Concepts - EDB Postgres Lakehouse

Suggest edits

EDB Postgres Lakehouse is the solution for running Rapid Analytics against operational data on the EDB Postgres® AI platform.

Major concepts

Lakehouse nodes query Lakehouse tables in managed storage locations.
Lakehouse Sync can create Lakehouse tables from Transactional tables in a source database.

Here's how it fits together:

Lakehouse node

A Postgres Lakehouse node is Postgres, with a Vectorized Query Engine that's optimized to query Lakehouse tables, but still fall back to Postgres for full compatibility.

Lakehouse nodes are stateless and ephemeral. Scale them up or down based on workload requirements.

Lakehouse tables

Lakehouse Tables are stored using highly compressible, columnar storage formats optimized for analytics and interoperable with the rest of the Analytics ecosystem. Currently, Postgres Lakehouse nodes can read tables stored using the Delta Protocol ("delta tables"), and Lakehouse Sync can write them.

Managed storage location

A managed storage location is where you can organize Lakehouse tables in object storage, so that Postgres Lakehouse can query them.

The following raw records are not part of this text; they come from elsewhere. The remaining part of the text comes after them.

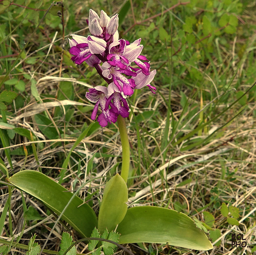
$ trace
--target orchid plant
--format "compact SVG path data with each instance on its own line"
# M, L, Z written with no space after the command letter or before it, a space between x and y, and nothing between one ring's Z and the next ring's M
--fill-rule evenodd
M150 71L150 61L140 55L143 48L141 39L132 43L119 39L118 14L110 18L102 10L99 17L90 10L87 22L92 35L84 37L71 35L72 39L69 39L70 52L74 55L71 59L77 65L85 62L94 67L106 81L106 86L89 89L86 97L95 104L92 120L96 119L100 105L101 113L98 121L100 126L104 127L117 122L122 148L120 175L116 174L106 184L98 219L86 204L78 207L82 201L75 194L72 196L70 193L63 192L64 188L41 173L23 171L14 175L9 181L43 202L83 237L90 237L96 227L101 233L106 229L110 231L116 229L120 234L119 243L121 244L168 242L171 245L197 250L212 249L212 246L204 231L183 213L155 206L127 209L126 182L130 158L125 123L125 118L129 115L127 100L135 89L144 87L155 94L156 88L150 83L156 71ZM38 188L41 186L44 188ZM49 196L49 192L53 194L52 196Z

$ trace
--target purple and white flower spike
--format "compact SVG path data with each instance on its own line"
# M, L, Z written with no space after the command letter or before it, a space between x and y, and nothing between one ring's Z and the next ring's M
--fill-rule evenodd
M90 10L87 22L92 35L85 37L71 35L70 52L74 55L71 59L76 64L86 62L94 67L108 84L89 89L85 96L95 103L91 119L96 119L100 105L102 112L98 121L102 127L106 127L108 123L115 123L119 115L123 118L129 116L126 99L135 89L147 86L156 93L156 89L150 83L156 71L150 71L149 61L140 55L143 48L140 38L131 43L124 39L118 40L118 14L110 18L102 10L99 17Z

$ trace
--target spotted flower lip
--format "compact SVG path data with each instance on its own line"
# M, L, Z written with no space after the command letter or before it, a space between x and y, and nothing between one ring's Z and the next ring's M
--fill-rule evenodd
M101 67L103 70L102 75L108 79L112 78L116 85L125 95L131 96L133 94L136 85L134 80L132 78L126 78L122 74L135 76L136 75L136 73L128 69L120 69L113 67L106 62L103 63ZM118 81L122 83L122 85L120 85Z
M103 10L100 17L90 10L86 20L91 36L72 34L69 39L71 59L77 65L85 61L94 67L108 83L89 89L86 97L95 104L91 119L97 117L99 106L102 112L98 121L102 127L115 123L118 115L129 117L127 99L136 89L147 87L154 94L156 89L150 85L156 71L150 71L150 61L141 55L141 39L130 42L119 40L118 16L110 18ZM134 65L135 64L135 65Z
M100 105L102 111L99 115L98 121L102 127L107 126L108 123L111 124L116 122L118 115L118 110L113 104L112 104L110 109L106 107L107 92L108 89L106 87L96 86L93 89L89 89L89 92L86 92L85 96L89 101L96 103L91 116L92 120L94 120L96 119L99 105ZM109 105L110 103L108 103Z

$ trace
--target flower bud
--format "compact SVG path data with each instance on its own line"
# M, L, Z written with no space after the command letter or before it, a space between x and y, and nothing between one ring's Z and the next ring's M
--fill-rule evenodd
M89 30L92 35L96 36L100 36L103 32L102 29L99 24L99 22L96 18L89 23Z
M107 15L106 13L103 10L100 12L100 26L102 28L106 28L108 23L110 20L110 18Z
M118 15L116 14L111 18L107 25L107 32L108 34L113 35L118 27Z
M105 51L107 43L103 39L89 36L87 40L88 47L92 54L100 54Z
M89 26L93 19L96 18L98 22L100 21L100 17L93 10L90 9L89 13Z

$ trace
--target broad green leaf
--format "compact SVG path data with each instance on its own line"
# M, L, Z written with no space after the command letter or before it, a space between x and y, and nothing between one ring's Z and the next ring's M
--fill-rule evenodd
M221 205L220 212L224 217L227 217L228 215L228 208L225 203L222 203Z
M225 26L229 21L229 17L226 13L224 14L221 16L219 20L219 25L221 27Z
M29 206L28 210L24 212L27 220L36 220L44 219L33 206Z
M8 179L19 189L36 198L59 215L72 196L67 190L43 174L32 170L16 173ZM97 226L93 210L75 196L62 217L82 237L90 237Z
M15 127L13 125L0 121L0 128L2 129L12 129Z
M26 84L23 81L20 80L15 84L15 87L18 90L23 92L25 90Z
M124 179L118 174L108 182L105 187L100 207L98 229L114 229L122 221L127 210L127 186Z
M0 102L0 110L5 111L7 109L6 106L2 102Z
M14 85L18 83L18 80L17 78L13 78L13 79L7 80L4 82L4 84L6 85Z
M0 102L11 103L16 98L17 95L18 94L14 91L4 90L0 93Z
M116 229L119 243L166 243L207 251L213 247L204 231L182 213L154 206L129 208Z
M196 225L200 229L203 230L205 233L207 233L208 232L207 230L207 229L206 228L205 226L206 226L207 227L209 227L209 226L208 225L206 225L206 224L204 223L204 222L202 222L200 220L198 220L196 217L193 217L193 220L194 220Z
M232 34L236 33L236 28L231 25L229 25L224 29L224 31L227 34Z
M233 27L237 27L238 24L238 19L236 16L231 15L229 16L229 23Z

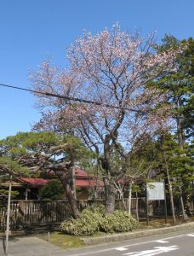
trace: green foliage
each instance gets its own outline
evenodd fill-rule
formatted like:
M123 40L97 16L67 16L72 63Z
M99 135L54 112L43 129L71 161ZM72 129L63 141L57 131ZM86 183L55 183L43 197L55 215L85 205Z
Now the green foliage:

A managed storage location is a location in object storage where we control the file layout and write Lakehouse Tables on your behalf. Technically, it's an implementation detail that we store these in buckets. This is really a subset of an upcoming "Storage Location" feature that will also support "External Storage Locations," where you bring your own bucket.

Lakehouse Sync

Lakehouse Sync is a data migration service offered as part of the EDB Postgres AI platform. It can "sync" tables from a transactional database, to Lakehouse Tables in a destination Storage Location. Currently, it supports source databases hosted in the EDB Postgres AI Cloud Service (formerly known as BigAnimal). In the future, it will support more source databases (such as Oracle) and deployment locations (on-premises databases). It's built using Debezium.

Terminology

Lakehouse

The "Lakehouse architecture" is a data engineering practice, which is a portmanteau of "Data Lake" and "Data Warehouse," offering the best of both. The central tenet of the architecture is that data is stored in Object Storage, generally in columnar formats like Parquet, where different query engines can process it for their own specialized purposes, using the optimal compute resources for a given query.

Vectorized query engine

A vectorized query engine is a query engine that's optimized for running queries on columnar data. Most analytics engines use vectorized query execution. Postgres Lakehouse uses Apache DataFusion.

Delta tables

We use the term "Lakehouse tables" to avoid overcommitting to a particular format (since we might eventually support Iceberg or Hudi, for example). But technically, we're using Delta Tables. A Delta Table is a well-defined container of Parquet files and JSON metadata, according to the "Delta Lake" spec and open protocol. Delta Lake is a Linux Foundation project.

How it works

Postgres Lakehouse is built using a number of technologies:

PostgreSQL
Seafowl, an analytical database acquired from Splitgraph
Apache DataFusion, the query engine used by Seafowl
Delta Lake (and specifically delta-rs), for implementing the storage and retrieval layer of Delta Tables

Level 100

The most important thing to understand about Postgres Lakehouse, is that it separates storage from compute. This allows you to scale them independently, which is ideal for analytical workloads where queries can be unpredictable and spiky. You would not want to keep a machine mostly idle just to hold data on its attached hard drives. Instead, you can keep data in object storage (and also in highly compressible formats), and only provision the compute needed to query it when necessary.